Little boys love toys and few kids have a cooler gadget than Ben Tennyson, star of the Cartoon Networks' Ben 10. Ben Tennyson is also the hero of the upcoming Wii and PSP action game, Ben 10: Protector of the Earth. We got a first look at this kid-friendly game at a recent pre-E3 press event held by Ben 10 publisher D3, and it's easy to see how this game is going to appeal to fans of the cartoon.
If you've never seen Ben 10 before, the story follows Ben Tennyson--along with his grandfather and cousin--as well as his mysterious Ominitrix, a watchlike device that grants Ben the ability to transform into a number of different alien forms, each with its own special powers. If that sounds to you like ripe pickings for a video game, well, you'd be exactly right. The various forms that Ben can transform into, thanks to the Omnitrix, give him a number of ways to take out the many foes that he will encounter along the way. For example, Fourarms is a big brute with--you guessed it, four arms--who is good at close combat. Fireblast's heat powers are ideal for ranged blast attacks and also grant him the ability to briefly surf in the air (similar to the X-Men's Iceman). Other forms include XLR8, a superfast speedster; Cannonball, who can roll up into an impenetrable ball and roll over enemies; and Wildvine, a plantlike form that can stretch its limbs to extreme lengths or throw out explosive seeds.
Ben 10 is at its heart an action game built for kids, so the attack moves in the game are quick and easy. There are three types of attacks: light, heavy, and special moves, which are unique for each character. For example, Heatblast's special move is a tornado attack that can cause damage for any surrounding enemies. Fourarms' tombstone punch is especially cool; after punching the ground and causing chunks of rock to stick up like tombstones, Fourarms grabs one of his foes then hurls it into the exposed rock.
On the Wii version, you move the Wii Remote horizontally for a light attack, vertically for a heavy attack, and move the Nunchuk to execute a special move. There's also an alternate, Nunchuk-less control scheme that ties the A button to light attacks and the B button to heavy attacks. To execute a special move, you can flick the Wii Remote down. Of course, you can combo these various attacks into chains to pile on the damage. The PlayStation 2 version of the game ties the different kinds of attacks to the face buttons on the PS2 controller. All told, the game will have 98 different attack combos across all the different characters into which you can transform.

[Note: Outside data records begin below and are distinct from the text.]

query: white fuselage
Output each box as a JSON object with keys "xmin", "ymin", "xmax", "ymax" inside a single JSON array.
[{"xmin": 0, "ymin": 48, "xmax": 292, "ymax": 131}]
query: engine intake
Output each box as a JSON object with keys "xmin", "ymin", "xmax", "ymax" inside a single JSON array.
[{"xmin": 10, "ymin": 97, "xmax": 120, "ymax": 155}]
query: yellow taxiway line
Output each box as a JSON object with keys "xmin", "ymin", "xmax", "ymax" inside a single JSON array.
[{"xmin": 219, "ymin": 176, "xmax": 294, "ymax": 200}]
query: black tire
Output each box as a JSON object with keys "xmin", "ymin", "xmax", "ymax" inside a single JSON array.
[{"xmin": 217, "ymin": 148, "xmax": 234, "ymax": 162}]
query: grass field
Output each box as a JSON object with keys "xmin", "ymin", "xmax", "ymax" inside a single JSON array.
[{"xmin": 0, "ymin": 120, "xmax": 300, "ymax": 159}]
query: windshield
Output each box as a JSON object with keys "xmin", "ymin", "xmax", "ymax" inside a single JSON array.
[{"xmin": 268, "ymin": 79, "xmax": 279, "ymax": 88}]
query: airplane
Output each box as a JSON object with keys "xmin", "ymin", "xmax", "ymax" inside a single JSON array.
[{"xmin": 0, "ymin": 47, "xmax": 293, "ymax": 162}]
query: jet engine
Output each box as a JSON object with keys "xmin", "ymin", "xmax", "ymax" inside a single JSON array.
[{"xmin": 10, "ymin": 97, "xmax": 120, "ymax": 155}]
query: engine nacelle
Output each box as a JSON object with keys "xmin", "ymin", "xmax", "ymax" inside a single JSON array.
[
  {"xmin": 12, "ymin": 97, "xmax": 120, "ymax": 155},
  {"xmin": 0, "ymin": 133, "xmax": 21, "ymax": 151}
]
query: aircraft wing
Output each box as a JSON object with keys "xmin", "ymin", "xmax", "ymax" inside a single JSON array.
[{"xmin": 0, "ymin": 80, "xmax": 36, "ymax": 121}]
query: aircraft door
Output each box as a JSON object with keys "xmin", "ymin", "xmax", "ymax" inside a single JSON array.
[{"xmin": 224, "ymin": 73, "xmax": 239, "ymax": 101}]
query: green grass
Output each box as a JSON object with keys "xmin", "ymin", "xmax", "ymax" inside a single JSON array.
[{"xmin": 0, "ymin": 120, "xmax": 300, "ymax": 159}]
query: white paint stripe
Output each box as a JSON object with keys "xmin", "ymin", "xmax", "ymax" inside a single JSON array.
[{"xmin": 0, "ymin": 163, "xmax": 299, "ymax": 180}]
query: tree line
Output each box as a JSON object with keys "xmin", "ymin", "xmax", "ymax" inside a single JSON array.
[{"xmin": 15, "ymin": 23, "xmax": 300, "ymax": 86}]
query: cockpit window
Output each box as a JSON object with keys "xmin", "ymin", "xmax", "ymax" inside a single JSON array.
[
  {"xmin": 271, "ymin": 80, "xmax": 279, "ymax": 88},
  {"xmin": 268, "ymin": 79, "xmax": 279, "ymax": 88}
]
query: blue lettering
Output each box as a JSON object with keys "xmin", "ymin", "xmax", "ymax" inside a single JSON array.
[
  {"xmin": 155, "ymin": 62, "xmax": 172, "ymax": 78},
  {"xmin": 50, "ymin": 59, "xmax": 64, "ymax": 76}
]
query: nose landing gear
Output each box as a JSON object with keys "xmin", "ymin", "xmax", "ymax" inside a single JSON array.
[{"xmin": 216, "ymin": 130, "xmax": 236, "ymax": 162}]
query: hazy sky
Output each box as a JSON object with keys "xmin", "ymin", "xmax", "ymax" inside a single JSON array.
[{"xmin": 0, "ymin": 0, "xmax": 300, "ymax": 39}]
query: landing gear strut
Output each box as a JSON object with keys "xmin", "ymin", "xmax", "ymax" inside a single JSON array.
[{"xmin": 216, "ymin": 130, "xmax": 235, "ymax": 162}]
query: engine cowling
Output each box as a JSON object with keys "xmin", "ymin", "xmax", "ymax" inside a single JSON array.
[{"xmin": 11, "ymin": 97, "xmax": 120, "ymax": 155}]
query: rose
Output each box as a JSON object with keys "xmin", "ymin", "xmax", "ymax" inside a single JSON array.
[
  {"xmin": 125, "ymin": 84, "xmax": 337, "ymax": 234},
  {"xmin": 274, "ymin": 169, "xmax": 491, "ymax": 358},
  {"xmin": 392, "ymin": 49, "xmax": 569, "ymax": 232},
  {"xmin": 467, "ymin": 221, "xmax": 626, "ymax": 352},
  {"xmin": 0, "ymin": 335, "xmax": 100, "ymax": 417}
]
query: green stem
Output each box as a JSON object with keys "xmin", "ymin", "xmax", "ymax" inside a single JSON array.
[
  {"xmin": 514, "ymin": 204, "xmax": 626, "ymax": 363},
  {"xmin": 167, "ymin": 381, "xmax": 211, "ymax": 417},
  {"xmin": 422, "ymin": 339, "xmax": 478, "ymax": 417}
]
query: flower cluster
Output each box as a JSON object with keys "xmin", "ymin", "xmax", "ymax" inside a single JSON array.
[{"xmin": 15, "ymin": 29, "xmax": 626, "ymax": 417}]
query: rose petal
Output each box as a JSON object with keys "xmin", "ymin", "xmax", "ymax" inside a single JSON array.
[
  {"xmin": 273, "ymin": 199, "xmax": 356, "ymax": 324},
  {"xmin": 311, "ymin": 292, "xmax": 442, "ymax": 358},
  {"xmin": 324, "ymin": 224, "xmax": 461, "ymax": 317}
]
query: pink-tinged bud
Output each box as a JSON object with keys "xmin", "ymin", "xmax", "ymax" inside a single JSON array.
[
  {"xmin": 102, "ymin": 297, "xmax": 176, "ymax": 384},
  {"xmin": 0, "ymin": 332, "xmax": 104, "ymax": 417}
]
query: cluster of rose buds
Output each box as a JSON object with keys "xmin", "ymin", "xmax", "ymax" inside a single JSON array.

Though the game is focused on the action, there will be some light puzzle elements. The form that Ben takes will often be determined by the problem he faces in the game's more than 14 levels. You might require Fourarms' strength to break through a tough barrier, or you might leap to a ledge you couldn't otherwise gain access to by using Fireblast's sky-surfing ability. As you move through the game, defeating enemies, you'll collect various pickups that will amplify Ben's powers and let him stay in alien form for longer stretches of time.
In the game, you'll guide Ben through his adventures as he travels with his family on a summer vacation that will include such locales as the Grand Canyon, San Francisco, Seattle, and near Mt. Rushmore. And while Ben's incredible powers make him formidable when transformed, he can only stay in one form for so long before he has to transform back to his normal human form. Using special powers drains the Omnitrix's energy quickly, so you'll only want to use it at the right moments. When Ben is in human form, he can still attack, but he's significantly weaker and more vulnerable to attack.
Ben 10: Protector of the Earth is clearly aimed at a younger audience, but its action-packed charm certainly wasn't lost on us. Fans of the series will likely love taking on Ben and his amazing powers; there might even be enough fun for grown-ups to also join in the fun, thanks to the two-player cooperative play featured in the game. The game is due for release later this year.